Rain, rain, and still more rain! The big drops splashed on the car windows, and on either side of the track were to be seen wet and sodden fields, many of them almost out of sight under sheets of water. They passed through miles of dripping forest, to come out perhaps near the bank of some stream that was filled to overflowing. Once the tracks were partly under water, at a point where a small river had overflowed the banks, and the engineer had to slow down for fear of spreading rails.
It was a dreary outlook, and when they stopped at a station where they could get newspapers, the printed reports of the flood were most alarming.
“Isn’t it ever going to let up raining?” asked Blake, as he wiped the moisture from a window and looked out for a possible sign of a break in the clouds.
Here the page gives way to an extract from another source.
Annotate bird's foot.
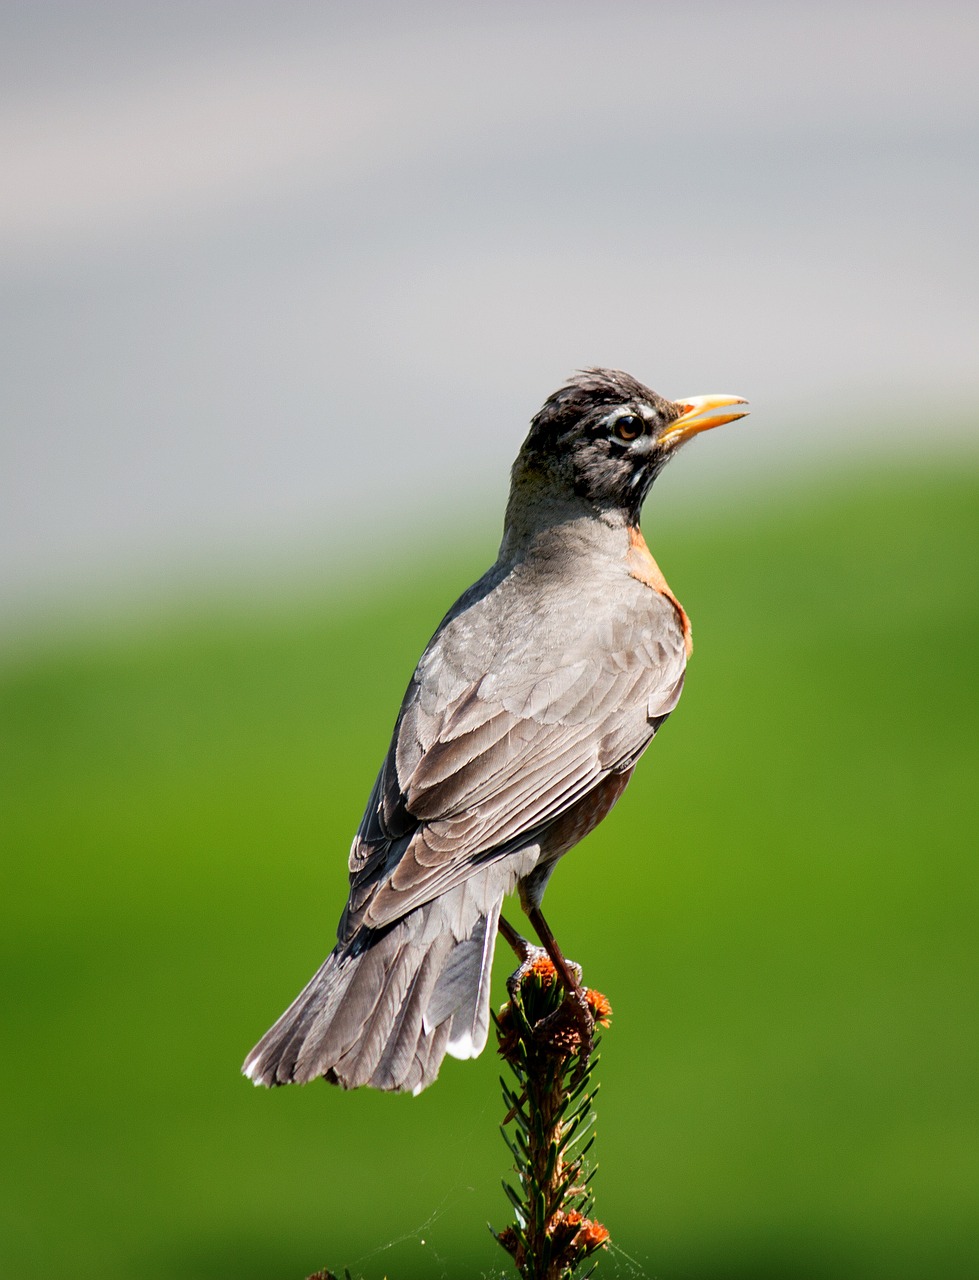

“It’ll rain for forty days—or longer,” said Christopher Cutler Piper, in still more gloomy tones.
A passenger in the seat ahead of the comedian turned around, gave one look at the actor, and then, taking a bottle from his valise gravely offered it to C. C.
“Here,” he said, “take some of this. It will do you good.”
“Hey! What is it?” asked the comedian, suspiciously.
“Liver medicine,” went on the passenger, who looked as though he might be a country doctor. “I know what’s the matter with you. You’ve got liver complaint. I’ve had it, and I know just how mean it makes you feel.”
“But there’s nothing the matter with my liver!” protested the actor. “Nothing at all!”
“Don’t tell me! I know better!” declared the other, with emphasis. “I put this medicine up myself, and it’s the greatest liver regulator and revivifier in the world. One dose will make you feel like a new man, and two will almost cure you. I won’t charge you anything for it, either. I hate to see anyone suffer as you do.”